Overview
Model Overview
ReWiz-Llama-3.2-3B is a 3.2 billion parameter language model developed by Rasmus Rasmussen. This model is built upon the Llama architecture and is designed for a wide range of natural language processing tasks. It supports a substantial context length of 32,768 tokens, allowing it to process and generate longer sequences of text.
Key Capabilities
- General Language Understanding: Capable of processing and interpreting various forms of text.

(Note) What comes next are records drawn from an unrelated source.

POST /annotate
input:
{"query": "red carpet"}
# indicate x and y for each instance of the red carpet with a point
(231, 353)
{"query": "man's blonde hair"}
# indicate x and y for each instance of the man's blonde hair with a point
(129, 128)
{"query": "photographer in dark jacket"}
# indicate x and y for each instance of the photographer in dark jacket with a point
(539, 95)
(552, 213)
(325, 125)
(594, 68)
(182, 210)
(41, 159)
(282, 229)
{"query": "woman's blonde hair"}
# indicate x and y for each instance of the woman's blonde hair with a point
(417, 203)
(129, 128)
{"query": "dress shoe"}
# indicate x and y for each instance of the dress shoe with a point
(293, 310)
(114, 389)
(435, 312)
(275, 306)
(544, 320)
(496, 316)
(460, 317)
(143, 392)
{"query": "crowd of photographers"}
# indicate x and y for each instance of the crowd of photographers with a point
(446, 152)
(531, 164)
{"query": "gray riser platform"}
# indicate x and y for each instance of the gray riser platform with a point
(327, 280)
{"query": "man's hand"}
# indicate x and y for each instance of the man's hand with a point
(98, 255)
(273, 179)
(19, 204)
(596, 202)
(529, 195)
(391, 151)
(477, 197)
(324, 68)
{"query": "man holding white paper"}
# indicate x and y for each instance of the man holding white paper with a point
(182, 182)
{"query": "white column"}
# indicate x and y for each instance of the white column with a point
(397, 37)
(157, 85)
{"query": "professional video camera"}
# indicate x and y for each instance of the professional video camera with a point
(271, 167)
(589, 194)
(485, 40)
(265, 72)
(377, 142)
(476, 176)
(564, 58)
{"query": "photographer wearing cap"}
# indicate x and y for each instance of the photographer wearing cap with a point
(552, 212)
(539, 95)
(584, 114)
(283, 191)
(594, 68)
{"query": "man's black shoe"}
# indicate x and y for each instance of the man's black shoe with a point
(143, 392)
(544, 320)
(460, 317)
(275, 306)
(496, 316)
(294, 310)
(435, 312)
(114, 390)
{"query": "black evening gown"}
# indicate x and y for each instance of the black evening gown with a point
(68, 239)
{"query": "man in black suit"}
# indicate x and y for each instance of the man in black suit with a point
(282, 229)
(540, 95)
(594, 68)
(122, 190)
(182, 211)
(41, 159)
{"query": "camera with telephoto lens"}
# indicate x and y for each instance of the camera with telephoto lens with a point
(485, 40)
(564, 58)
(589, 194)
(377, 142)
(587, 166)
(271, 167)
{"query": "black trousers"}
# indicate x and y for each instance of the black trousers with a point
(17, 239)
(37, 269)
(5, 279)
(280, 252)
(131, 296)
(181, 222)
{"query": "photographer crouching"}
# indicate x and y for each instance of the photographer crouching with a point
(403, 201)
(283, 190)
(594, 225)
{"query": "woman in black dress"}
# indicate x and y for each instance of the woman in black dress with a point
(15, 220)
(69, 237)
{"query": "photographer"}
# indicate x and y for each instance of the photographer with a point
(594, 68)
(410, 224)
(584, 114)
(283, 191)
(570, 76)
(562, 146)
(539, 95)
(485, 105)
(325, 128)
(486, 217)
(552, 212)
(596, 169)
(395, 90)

- Text Generation: Can generate coherent and contextually relevant text.
- Extended Context: Benefits from a 32,768 token context window, useful for tasks requiring extensive memory or long-form content.
Performance Benchmarks
Evaluated on the Open LLM Leaderboard, ReWiz-Llama-3.2-3B shows an average score of 17.98. Specific benchmark results include:
- IFEval (0-Shot): 46.49
- BBH (3-Shot): 19.29
- MATH Lvl 5 (4-Shot): 9.74
- MMLU-PRO (5-shot): 20.97
These scores indicate its performance across instruction following, multi-task language understanding, and mathematical reasoning.
Good For
- Applications requiring a compact yet capable language model.
- Tasks benefiting from a large context window.
- General-purpose text generation and understanding where a 3.2B parameter model is suitable.